The fourth Troop was formed at Scotch in 1943 at the same time as the third Troop but was originally attached to the Senior School, its purpose being to absorb boys on the waiting lists for the frist and second Troops. However, in 1944 the fourth Troop was reformed within the Junior School. The Troop closed down in 1948, leaving the Junior School without a Troop.

In 1945, two old Scouts of the Group formed a Senior Scout Troop at the School, and this section has been active ever since.

The fourth Troop was reformed in the Senior School in 1960.

Because of its huge size, 1st Hawthorn has been organised and run slightly different from the average Group, in fact, in many ways 1st Hawthorn could be described as a District within a District. Two unusual features of the Group in past years have been, firstly, its use of Troop Leaders virtually as Assistant Scout Masters. Secondly, the formation of a Pioneer Patrol which operated at 1st Hawthorn as an alternative to the Senior Scout Troop.

A Sea Scout Troop was formed, as part of the 1st Hawthorn Scout Group in 1969. In 1985, this Troop was restructured, and operated outside the aegis of the Scout Association.
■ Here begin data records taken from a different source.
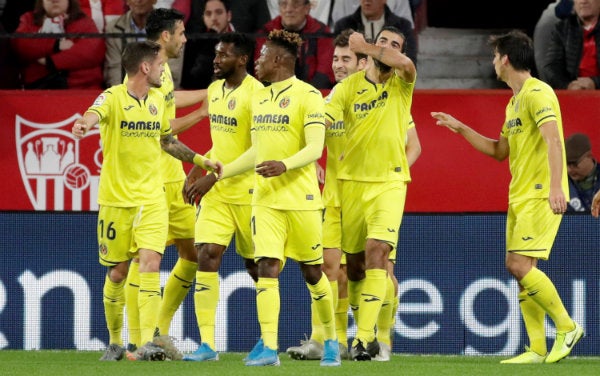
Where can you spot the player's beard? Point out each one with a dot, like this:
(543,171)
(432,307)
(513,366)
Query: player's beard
(383,68)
In 1985, due to total reorganisation of Service activities at the school, the number of Troops dropped from four to two, but in 1986 had increased to three Troops of twenty four Scouts each. The four Venturer Units disappeared – the Venturers being absorbed into the newly created Adventure Program. In fact, it was the Venturer Leaders who took over initial leadership of this new program, with many activities offered having been part of the Venturer program. However, an increasing number of boys elected to form a Queen’s Scout Venturer Unit as part of the Adventurer Program – their main aim being to work towards the coveted award.

The members of the 1st Hawthorn Scout Group wear a maroon scarf with yellow piping around the edge, and the school badge on the back.